Association between vitamin D insufficiency and tuberculosis in a vietnamese population
1 Department of Internal Medicine, Pham Ngoc Thach University of Medicine, Thanh Thai Street, District 10, Ho Chi Minh City, Vietnam
2 People's Hospital 115, Thanh Thai Street, District 10, Ho Chi Minh City, Vietnam
3 MEDIC Medical Center, 254 Hoa Hao Street, District 10, Ho Chi Minh City, Vietnam
4 Pham Ngoc Thach Hospital for Tuberculosis, 120 Hong Bang Street, District 5, Ho Chi Minh City, Vietnam
5 Osteoporosis and Bone Biology Program, Garvan Institute of Medical Research, 384 Victoria Street, Sydney, NSW 2010, Australia
6 School of Public Health and Community Medicine, University of New South Wales, Sydney, NSW 2052, Australia
7 St Vincent's Clinical School, University of New South Wales, Victoria Street, Sydney, NSW 2010, Australia
BMC Infectious Diseases 2010, 10:306 doi:10.1186/1471-2334-10-306Published: 25 October 2010
Recent in vitro evidence suggests a link between vitamin D status and the risk of tuberculosis (TB). This study sought to examine the association between vitamin D status, parathyroid hormone (PTH) and the risk of TB in a Vietnamese population.

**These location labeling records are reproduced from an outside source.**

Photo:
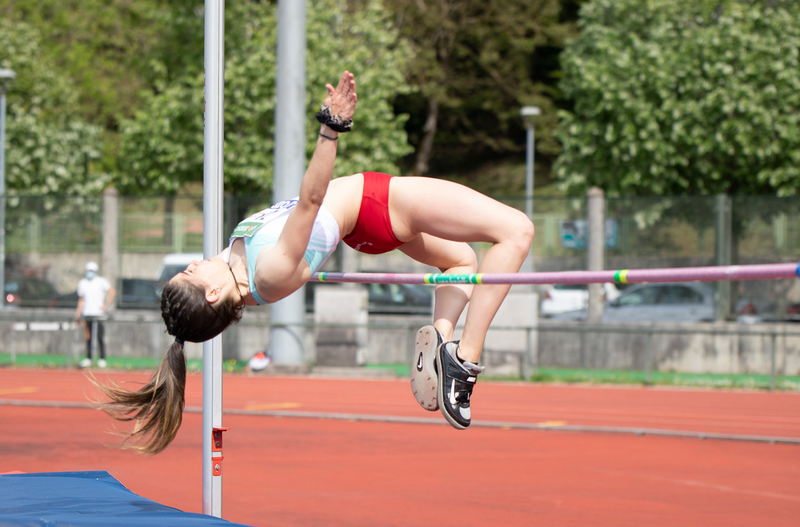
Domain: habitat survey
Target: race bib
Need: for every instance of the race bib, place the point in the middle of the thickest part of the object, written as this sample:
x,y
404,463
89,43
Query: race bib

The study was designed as a matched case-control study, which involved 166 TB patients (113 men and 53 women), who were age-and-sex matched with 219 controls (113 men and 106 women). The average age of men and women was 49 and 50, respectively. TB was diagnosed by the presence of acid-fast bacilli on smears from sputum, and the isolation of M. tuberculosis. All patients were hospitalized for treatment in a TB specialist hospital. Controls were randomly drawn from the general community within the Ho Chi Minh, Vietnam. 25-hydroxyvitamin D [25(OH)D] and PTH was measured prior to treatment by an electrochemiluminescence immunoassay (ECLIA) on a Roche Elecsys. A serum level of 25(OH)D below 30 ng/mL was deemed to be vitamin D insufficient.
The prevalence of vitamin D insufficiency was 35.4% in men with TB and 19.5% in controls (P = 0.01). In women, there were no significant differences in serum 25(OH)D and serum PTH levels between TB patients and controls. The prevalence of vitamin D insufficiency in women with TB (45.3%) was not significantly different from those without TB (47.6%; P = 0.91). However, in both genders, serum calcium levels in TB patients were significantly lower than in non-TB individuals. Smoking (odds ratio [OR] 1.25; 95% confidence interval [CI] 1.10 - 14.7), reduced 25(OH)D (OR per standard deviation [SD]: 1.14; 95% CI 1.07 - 10.7) and increased PTH (OR per SD 1.13; 95% CI 1.05 - 10.4) were independently associated with increased risk of TB in men.
These results suggest that vitamin D insufficiency was a risk factor for tuberculosis in men, but not in women. However, it remains to be established whether the association is a causal relationship.